New York Federal Reserve President John Williams said on July 15, 2026, that multiple indicators suggest inflation has peaked and that the current interest rate level is well positioned. He expects inflation to fall to about 3.25% by year-end, citing falling oil prices and increased AI supply as key reasons, signaling a relatively dovish policy stance.
Inflation Seen Peaking with Five Key Reasons
Williams, in a speech to local business leaders, provided a clear roadmap for price trends. He predicted that overall US inflation would drop to around 3.25% by the end of this year, continue declining through 2027, and ultimately reach the Federal Reserve's 2% target by 2028. To support his view that inflation has peaked, he outlined five key reasons: oil prices, which surged earlier due to geopolitical tensions in the Middle East, have likely peaked and will retreat; the replacement of existing tariffs will not cause any significant additional impact; while AI and tech investments once boosted inflation, supply-side increases are gradually easing imbalances; the solid labor market is not generating inflation; and market inflation expectations remain well anchored, giving policymakers ample room to maneuver.
Economy and Labor Market Solid, Current Rate 'Well Positioned'
Williams emphasized that economic growth is robust and in line with trends, and the labor market remains solid. He acknowledged that inflation is still above the ideal level and the Fed must continue working to bring it back to 2%, but he believes the current monetary policy stance is well positioned to achieve that goal. Wall Street widely interpreted his remarks as relatively dovish, suggesting that the official, who has a key vote on the Federal Open Market Committee, sees the current restrictive interest rate level as sufficient and sees no need to rush into further rate hikes to cool the economy.
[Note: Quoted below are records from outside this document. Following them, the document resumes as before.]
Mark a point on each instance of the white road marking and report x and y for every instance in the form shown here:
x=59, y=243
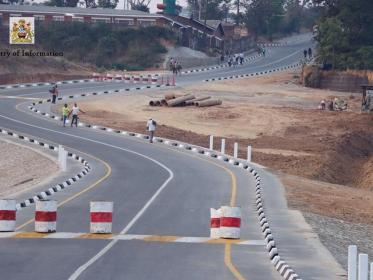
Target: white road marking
x=80, y=270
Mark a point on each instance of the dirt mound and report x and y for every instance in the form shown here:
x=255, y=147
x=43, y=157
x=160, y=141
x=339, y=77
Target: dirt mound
x=348, y=161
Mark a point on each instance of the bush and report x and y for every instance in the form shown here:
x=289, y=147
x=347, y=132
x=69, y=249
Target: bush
x=105, y=45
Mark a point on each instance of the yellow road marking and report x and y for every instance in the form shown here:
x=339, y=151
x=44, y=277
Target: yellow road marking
x=29, y=235
x=160, y=238
x=95, y=236
x=95, y=184
x=224, y=241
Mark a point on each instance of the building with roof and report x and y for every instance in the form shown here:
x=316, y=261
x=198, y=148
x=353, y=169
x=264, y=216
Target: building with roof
x=192, y=33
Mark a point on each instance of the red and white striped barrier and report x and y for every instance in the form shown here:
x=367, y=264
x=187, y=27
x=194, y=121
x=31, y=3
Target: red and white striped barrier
x=127, y=78
x=230, y=222
x=215, y=223
x=109, y=77
x=101, y=216
x=136, y=79
x=8, y=214
x=46, y=216
x=154, y=80
x=118, y=77
x=96, y=76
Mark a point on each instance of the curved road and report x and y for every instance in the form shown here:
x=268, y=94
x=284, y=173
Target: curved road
x=157, y=190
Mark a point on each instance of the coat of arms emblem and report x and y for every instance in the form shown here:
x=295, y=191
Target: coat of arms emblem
x=21, y=30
Market Still Bets on September Rate Hike, Fed Chair Cautious
The speech came a day after the US released June Consumer Price Index data, which unexpectedly fell 0.4% month-over-month, the largest single-month decline since April 2020, with the annual rate dropping to 3.5%. Despite the encouraging data and Williams' optimism, the market and some officials remain vigilant. According to the June dot plot, FOMC members still narrowly expect one more quarter-point rate hike by year-end, with many eyes on the September meeting. Meanwhile, new Fed Chair Kevin Warsh, in recent congressional testimony, struck a cautious tone, emphasizing that falling prices do not mean the mission is complete, indicating that the Fed is taking a step-by-step approach to declaring victory over inflation.